A package engineer needs to ensure that the seals on plastic bags that hold a product are strong enough to prevent leaks, yet not so strong that the consumer cannot open the bags. The bags keep surgical instruments dry and sterile until someone opens the bags. The engineer wants to optimize the seal strength to between 20 and 32 lbs (lower and upper bounds) with a target of 26 lbs. The engineer also wants to minimize the variability of seal strength so that it is 1 or less. The engineer determines that hot bar temperature, dwell time, and hot bar pressure, are factors that affect the strength of the seal. The engineer also determines that hot bar temperature, dwell time, and material temperature are important factors that affect the variation. The engineer designs a central composite response surface experiment to examine the factors that impact the strength and variability of the seal. The engineer uses the natural log transformation to analyze the variability of the seal.

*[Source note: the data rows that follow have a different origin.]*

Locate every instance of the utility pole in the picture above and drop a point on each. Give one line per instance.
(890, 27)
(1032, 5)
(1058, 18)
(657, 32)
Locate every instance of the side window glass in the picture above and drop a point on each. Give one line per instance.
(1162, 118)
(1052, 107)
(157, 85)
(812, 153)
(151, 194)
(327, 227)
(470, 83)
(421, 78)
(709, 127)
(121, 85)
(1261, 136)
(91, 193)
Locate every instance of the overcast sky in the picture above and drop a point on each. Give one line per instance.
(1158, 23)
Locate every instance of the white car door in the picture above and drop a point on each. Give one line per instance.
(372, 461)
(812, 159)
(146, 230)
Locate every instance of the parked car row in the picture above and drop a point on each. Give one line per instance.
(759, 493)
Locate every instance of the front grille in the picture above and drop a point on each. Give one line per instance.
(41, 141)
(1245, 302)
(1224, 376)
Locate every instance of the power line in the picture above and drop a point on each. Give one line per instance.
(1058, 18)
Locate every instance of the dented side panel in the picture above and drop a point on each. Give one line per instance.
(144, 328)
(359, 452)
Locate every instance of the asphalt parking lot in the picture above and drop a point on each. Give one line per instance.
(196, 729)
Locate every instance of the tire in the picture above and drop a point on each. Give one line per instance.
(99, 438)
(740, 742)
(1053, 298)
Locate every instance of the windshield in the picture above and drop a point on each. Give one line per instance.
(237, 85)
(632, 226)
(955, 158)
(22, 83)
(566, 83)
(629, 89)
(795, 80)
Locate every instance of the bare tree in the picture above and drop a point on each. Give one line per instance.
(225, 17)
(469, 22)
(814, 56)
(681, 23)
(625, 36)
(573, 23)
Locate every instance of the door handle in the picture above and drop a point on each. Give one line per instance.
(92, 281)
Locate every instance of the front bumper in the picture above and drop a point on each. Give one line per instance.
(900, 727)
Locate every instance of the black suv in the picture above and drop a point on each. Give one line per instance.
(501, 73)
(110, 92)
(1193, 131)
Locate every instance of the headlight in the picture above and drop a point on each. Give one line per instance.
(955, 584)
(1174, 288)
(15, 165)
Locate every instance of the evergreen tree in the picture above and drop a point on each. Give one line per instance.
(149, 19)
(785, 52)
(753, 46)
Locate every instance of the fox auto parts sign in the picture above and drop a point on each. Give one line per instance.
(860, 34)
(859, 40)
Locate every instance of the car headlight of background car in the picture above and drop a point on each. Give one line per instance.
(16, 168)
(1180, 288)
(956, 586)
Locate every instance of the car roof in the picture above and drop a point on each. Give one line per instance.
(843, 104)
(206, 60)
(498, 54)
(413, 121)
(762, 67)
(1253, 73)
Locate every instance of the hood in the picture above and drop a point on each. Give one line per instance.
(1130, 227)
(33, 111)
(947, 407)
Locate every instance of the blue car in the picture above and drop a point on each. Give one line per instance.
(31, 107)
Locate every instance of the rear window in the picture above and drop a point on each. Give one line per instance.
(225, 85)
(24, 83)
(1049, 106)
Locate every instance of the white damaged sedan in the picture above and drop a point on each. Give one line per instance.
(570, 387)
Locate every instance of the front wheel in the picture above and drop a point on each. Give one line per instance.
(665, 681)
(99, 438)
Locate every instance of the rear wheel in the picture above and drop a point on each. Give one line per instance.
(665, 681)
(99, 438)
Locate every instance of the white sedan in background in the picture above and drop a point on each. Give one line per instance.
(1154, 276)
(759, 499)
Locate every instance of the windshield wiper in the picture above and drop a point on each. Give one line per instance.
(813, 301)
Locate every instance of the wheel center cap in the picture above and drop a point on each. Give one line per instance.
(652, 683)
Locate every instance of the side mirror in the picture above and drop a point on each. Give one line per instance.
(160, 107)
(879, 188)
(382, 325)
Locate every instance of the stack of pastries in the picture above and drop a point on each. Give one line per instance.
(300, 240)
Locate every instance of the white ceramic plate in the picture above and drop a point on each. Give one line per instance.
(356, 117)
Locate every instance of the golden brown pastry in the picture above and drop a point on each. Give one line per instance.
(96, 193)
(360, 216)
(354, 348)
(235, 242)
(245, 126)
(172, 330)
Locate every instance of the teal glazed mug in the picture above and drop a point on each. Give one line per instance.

The engineer collects data and analyzes the design to determine which factors impact seal strength.
Choose Stat > DOE > Response Surface > Analyze Response Surface Design.
In Responses, enter Strength.
Under Residual Plots, select Four in one.
Click OK in each dialog box.
Interpret the results
In the Analysis of Variance table, the p-values for the HotBarT*HotBarT, DwelTime*DwelTime, and HotBarT*DwelTime are significant. The engineer can consider reducing the model to remove the terms that are not significant. For more information, go to Model reduction.
The R2 value shows that the model explains 78.58% of the variance in strength, which indicates that the model fits the data adequately. The predicted R2 of 0 suggests that this model is overfit, which supports reducing the model.
The Pareto plot of the effects allow you to visually identify the important effects and compare the relative magnitude of the various effects. In addition, you can see that the largest effect is HotBarT*DwelTime (AB) because it extends the farthest.
In the residuals plots, the points on the normal probability plot do not follow the straight line. Reducing the model may fix this.